3. The heating device according to claim 2, wherein,

the length of the heating region of the heating portion in the intersecting direction of the heating portion is longer than the length of the opposing portion in the intersecting direction.

4. A heating device is provided with:

a heating unit that heats a material to be conveyed so as not to come into contact with the material to be conveyed in a conveying direction;

an opposing portion disposed on a side opposite to the heating portion with respect to the material to be conveyed, the opposing portion opposing the heating portion in an opposing direction intersecting the conveying direction; and

a shielding portion provided between a pair of surrounding portions arranged in the opposing direction with respect to an extension portion of the heating portion, which is a member of a conveying portion conveying the material to be conveyed, and the extension portion arranged at a distance from each other in a crossing direction crossing the conveying direction and the opposing direction, and which extends with respect to the opposing portion, to shield heat of the heating portion and thereby suppress heat of the heating portion from reaching the surrounding portions,

An end of the heating portion in the conveying direction protrudes in the conveying direction with respect to the opposing portion, or an end of the heating portion in the intersecting direction protrudes in the intersecting direction with respect to the opposing portion,

the shielding part is separated from the opposite part,

the shielding portion is disposed on a side opposite to the heating portion side with respect to the opposing portion.

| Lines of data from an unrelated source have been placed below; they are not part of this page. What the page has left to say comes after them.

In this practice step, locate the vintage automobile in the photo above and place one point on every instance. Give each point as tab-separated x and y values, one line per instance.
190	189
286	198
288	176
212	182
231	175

5. The heating device according to claim 4, wherein,

the both end portions of the heating portion in the conveying direction protrude in the conveying direction with respect to the opposing portion, or the both end portions of the heating portion in the intersecting direction protrude in the intersecting direction with respect to the opposing portion.

6. The heating device according to claim 1 or 4, wherein,

the opposing portion is a blast plate having a blast opening for blowing air toward the material to be conveyed, and the material to be conveyed is floated by blowing air through the blast opening.

7. The heating device according to claim 1 or 4, wherein,

the shielding portion overlaps the opposing portion when viewed in the opposing direction.

8. The heating device according to claim 1 or 4, wherein,

The heating device is provided with:

a holding portion for holding the transported material,

wherein,

the holding portion is attached to the surrounding portion, the conveyed material is conveyed by surrounding the surrounding portion,

the shielding portion is disposed between the surrounding portion and the protruding portion.

9. An image forming apparatus includes:

a forming section that forms an image on a recording medium as a conveyed material; and

the heating device according to claim 1 or 4, which heats a recording medium on which an image is formed by the forming portion.